Funnel adaptive neural learning secure control for nonlinear cyber-physical systems under stochastic FDI attacks

This paper discusses the funnel adaptive neural learning secure control for nonlinear cyber-physical systems with stochastic false data injection attacks. A new defense strategy based on reinforcement learning with an identifier-critic-actor structure is proposed. This strategy not only effectively estimate unknown dynamics, evaluate system performance, and execute control actions, but also improves the robustness of the controlled system, and ensures that the tracking errors converge within the funnel in the finite-time. The control scheme aims to design the actual control inputs for all virtual controls and dynamic surface controls as the optimal solution of the corresponding subsystems. The update law is derived using the negative gradient of a simple positive function, which is generated from the partial derivatives of the Hamilton-Jacobi-Bellman equation.
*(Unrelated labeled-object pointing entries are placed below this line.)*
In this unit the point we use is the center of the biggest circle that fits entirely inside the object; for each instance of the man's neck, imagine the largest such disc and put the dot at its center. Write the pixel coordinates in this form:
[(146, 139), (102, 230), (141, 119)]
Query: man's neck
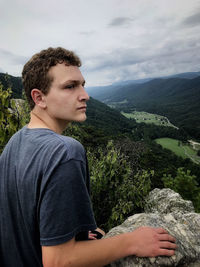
[(37, 120)]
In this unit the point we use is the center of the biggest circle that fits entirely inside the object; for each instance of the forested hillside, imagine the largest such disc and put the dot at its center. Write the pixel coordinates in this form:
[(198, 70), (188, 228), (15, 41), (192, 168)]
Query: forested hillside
[(14, 82), (176, 98), (124, 159)]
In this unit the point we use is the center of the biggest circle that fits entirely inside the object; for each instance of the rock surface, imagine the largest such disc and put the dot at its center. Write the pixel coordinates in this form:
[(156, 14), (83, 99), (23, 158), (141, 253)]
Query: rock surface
[(165, 208)]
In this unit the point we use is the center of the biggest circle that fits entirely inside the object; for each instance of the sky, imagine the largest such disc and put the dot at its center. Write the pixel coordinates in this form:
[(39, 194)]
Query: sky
[(117, 40)]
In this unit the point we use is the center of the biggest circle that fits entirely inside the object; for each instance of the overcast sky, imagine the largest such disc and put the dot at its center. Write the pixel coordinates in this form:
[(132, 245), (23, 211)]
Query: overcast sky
[(116, 39)]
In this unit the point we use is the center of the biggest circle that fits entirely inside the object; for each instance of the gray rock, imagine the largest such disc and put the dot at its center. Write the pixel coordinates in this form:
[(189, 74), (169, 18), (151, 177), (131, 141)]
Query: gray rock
[(165, 208)]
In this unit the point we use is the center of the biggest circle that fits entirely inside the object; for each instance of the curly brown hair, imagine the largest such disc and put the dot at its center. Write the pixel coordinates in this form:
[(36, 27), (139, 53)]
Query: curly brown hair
[(35, 71)]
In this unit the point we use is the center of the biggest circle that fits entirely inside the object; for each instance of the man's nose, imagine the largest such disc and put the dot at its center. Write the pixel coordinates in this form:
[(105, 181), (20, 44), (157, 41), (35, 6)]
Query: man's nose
[(84, 95)]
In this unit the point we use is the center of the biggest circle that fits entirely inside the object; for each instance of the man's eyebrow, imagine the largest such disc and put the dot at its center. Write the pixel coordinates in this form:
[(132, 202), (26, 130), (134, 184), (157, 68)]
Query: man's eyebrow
[(74, 82)]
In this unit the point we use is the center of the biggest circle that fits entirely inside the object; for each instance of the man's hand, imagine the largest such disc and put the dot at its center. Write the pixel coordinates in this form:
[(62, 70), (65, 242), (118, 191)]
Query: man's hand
[(152, 242), (97, 234)]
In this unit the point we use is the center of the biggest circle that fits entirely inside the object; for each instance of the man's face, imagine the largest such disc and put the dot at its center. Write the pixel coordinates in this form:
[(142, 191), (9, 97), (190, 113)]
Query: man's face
[(66, 99)]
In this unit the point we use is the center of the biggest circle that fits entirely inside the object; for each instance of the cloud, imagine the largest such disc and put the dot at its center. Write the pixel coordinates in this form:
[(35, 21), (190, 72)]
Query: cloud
[(120, 21), (87, 33), (12, 58), (193, 20)]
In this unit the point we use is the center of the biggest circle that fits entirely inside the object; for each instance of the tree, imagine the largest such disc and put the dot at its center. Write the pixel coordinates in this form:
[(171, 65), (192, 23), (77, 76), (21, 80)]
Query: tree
[(13, 115), (115, 193), (185, 184)]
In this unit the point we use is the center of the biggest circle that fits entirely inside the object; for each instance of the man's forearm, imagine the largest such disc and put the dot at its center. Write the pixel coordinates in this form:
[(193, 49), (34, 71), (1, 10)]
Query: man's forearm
[(143, 242)]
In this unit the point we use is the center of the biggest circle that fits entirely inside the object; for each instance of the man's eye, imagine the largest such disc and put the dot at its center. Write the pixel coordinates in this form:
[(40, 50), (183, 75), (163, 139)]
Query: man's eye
[(70, 86)]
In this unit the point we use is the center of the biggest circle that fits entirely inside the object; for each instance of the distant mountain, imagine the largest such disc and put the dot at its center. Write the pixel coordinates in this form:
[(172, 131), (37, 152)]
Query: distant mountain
[(14, 82), (176, 98), (103, 92)]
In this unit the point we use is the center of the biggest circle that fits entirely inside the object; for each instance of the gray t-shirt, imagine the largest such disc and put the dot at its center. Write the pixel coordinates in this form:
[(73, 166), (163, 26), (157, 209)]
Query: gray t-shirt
[(44, 195)]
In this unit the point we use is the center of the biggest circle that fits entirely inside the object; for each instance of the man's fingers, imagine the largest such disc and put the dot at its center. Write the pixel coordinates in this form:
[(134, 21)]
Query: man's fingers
[(166, 237), (161, 231), (168, 245), (166, 252)]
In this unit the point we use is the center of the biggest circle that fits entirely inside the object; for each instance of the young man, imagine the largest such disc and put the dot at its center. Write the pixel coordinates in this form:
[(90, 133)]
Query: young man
[(45, 207)]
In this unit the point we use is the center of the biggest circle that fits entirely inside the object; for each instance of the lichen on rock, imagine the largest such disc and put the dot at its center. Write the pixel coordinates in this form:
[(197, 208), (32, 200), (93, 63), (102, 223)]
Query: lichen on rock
[(165, 208)]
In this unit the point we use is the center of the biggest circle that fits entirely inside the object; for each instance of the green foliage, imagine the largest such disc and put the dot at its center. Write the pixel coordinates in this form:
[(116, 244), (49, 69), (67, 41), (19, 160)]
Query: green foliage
[(13, 115), (115, 193), (185, 184)]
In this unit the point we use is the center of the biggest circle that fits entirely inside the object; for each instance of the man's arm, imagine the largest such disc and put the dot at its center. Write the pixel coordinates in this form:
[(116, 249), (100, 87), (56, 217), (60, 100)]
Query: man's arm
[(143, 242)]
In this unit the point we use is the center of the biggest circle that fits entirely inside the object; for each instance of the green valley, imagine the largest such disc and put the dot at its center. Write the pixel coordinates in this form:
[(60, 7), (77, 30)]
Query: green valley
[(142, 116), (184, 150)]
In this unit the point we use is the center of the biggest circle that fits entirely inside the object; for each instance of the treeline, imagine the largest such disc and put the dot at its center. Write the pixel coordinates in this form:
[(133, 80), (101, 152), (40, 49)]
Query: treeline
[(176, 98), (125, 163)]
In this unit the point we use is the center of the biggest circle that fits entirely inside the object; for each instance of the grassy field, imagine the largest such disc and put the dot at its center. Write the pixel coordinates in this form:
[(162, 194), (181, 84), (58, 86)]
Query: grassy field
[(182, 150), (148, 118)]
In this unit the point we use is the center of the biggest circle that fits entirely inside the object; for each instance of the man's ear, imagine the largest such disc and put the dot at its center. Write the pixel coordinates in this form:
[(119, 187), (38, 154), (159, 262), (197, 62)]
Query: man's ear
[(38, 98)]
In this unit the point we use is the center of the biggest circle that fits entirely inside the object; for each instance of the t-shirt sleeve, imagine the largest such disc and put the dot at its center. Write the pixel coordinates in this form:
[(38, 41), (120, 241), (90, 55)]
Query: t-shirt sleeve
[(65, 208)]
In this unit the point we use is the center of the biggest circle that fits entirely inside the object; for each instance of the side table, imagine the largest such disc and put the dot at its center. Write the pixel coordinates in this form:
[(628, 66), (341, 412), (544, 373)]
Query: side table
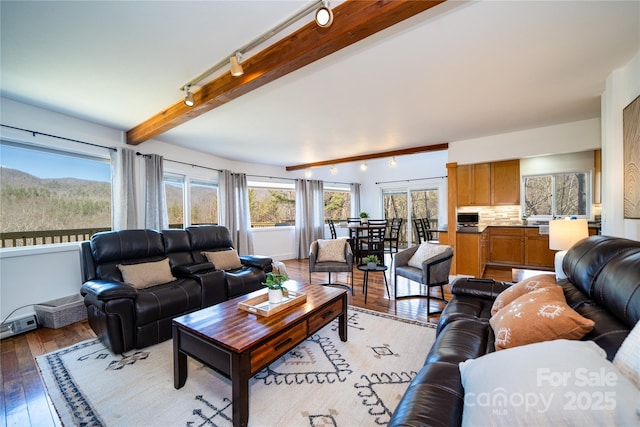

In addition, the Nussbaum function is introduced to compensate for the negative impact of the unknown direction of false data injection attacks on the sensors. At the same time, the design can also alleviate the requirements of the current optimal control methods for continuous excitation conditions. A key innovation lies in the formulation of elastic functions with flexible capabilities, thereby providing a unified framework that can flexibly solve the situation of initial value constraints without changing the control structure. Stability analysis shows that all signals are probabilistically semi-globally uniformly ultimately bounded.